Familiarize yourself with the Frozen Lake environment

  1. In a new cell in the notebook, initialize a FrozenLakeEnv object and call the render() method:

    env = FrozenLakeEnv()
    env.render()
    

    You should see an ANSI representation of the game board and current state.

    The ‘S’ in the top left corner is for ‘start’ and the ‘G’ in the bottom right corner is the ‘goal’. ‘F’ and ‘H’ represent ‘frozen’ and ‘hole’ respectively. The idea of the game is to navigate to the goal without falling into a hole in the ice. This would be trivial except the ice is slippery making your moves non-deterministic.

    The most important concepts for interacting with the environment are state, action and reward. As long as the board is considered fixed (later you will use a dynamic board), state is just the location of the cursor. The environment object stores this in the s attribute.

    >>> env.s
       
    0
    

    State increases as you move to the right and down. The states of the whole board look like this:

    An action is a decision an agent makes about what to do next. In this game, there are four possible actions: left, down, right and up. These four actions are represented by the integers 0, 1, 2, and 3 respectively.

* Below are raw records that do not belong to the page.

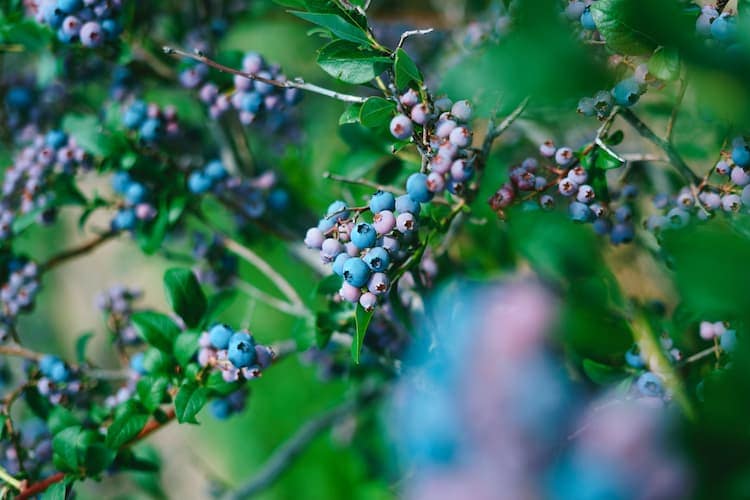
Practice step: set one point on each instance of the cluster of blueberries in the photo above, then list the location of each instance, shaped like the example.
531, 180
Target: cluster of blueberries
151, 122
117, 304
448, 153
729, 194
26, 183
236, 354
92, 22
255, 101
58, 382
218, 265
35, 445
18, 293
571, 181
136, 204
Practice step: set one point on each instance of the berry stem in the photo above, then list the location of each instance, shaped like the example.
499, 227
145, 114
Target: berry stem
284, 455
72, 253
671, 152
296, 83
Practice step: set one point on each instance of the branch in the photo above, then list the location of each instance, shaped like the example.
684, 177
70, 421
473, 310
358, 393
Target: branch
671, 152
285, 454
72, 253
297, 83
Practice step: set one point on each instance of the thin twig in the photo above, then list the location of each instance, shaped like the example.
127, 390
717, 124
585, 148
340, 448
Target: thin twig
296, 83
671, 152
407, 34
72, 253
285, 454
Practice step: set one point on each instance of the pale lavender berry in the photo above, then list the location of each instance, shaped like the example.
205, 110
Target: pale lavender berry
444, 128
314, 238
409, 98
350, 293
567, 187
420, 113
406, 222
731, 202
585, 194
564, 156
578, 175
739, 176
461, 136
378, 283
547, 149
368, 301
462, 110
435, 182
723, 168
384, 222
401, 127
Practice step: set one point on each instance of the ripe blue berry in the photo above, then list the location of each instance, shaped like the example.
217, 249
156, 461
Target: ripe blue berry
219, 336
377, 259
241, 350
356, 272
416, 188
401, 127
382, 200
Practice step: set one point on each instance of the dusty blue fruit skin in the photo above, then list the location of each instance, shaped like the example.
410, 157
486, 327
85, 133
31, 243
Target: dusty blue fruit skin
416, 188
364, 235
382, 200
377, 259
356, 272
741, 156
219, 336
405, 203
241, 350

    The last important concept for the environment is the reward. In this game, the reward is 1.0 for reaching the goal and 0.0 for all other steps. During training, the goal of the agent will be to find a policy that maximizes the reward.

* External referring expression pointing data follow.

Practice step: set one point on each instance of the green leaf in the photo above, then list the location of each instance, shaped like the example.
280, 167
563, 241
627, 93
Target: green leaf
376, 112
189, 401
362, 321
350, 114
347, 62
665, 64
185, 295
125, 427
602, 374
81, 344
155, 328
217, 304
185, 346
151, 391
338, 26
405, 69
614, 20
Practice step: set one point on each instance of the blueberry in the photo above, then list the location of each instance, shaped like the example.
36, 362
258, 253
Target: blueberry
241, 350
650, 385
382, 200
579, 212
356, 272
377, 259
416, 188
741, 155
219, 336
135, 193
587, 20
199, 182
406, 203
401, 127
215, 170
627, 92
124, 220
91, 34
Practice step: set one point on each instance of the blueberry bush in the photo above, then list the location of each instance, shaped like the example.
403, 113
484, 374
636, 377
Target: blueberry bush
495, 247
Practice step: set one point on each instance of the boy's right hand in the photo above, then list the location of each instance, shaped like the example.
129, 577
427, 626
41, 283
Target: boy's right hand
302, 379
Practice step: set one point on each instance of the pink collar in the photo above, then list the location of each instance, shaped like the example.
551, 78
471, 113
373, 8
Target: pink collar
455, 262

  2. Turn slippery mode off and take a few steps with deterministic actions to get a feel for the API. In a new cell, create a new environment with slippery mode off and render it:

    env = FrozenLakeEnv(is_slippery=False)
    env.render()
    
  3. In another new cell, define constants for the directions, execute an action with the step() method and re-render the board:

    LEFT = 0
    DOWN = 1
    RIGHT = 2
    UP = 3
    
    env.step(DOWN)
    env.render()
    

    The cursor moves down one row to a new frozen cell.

  4. Do this a few times with different actions. Notice that the game finishes if you land in an ‘H’ or ‘G’ cell. The environment will keep accepting actions, but they won’t have any effect. You can call the reset() method to start over.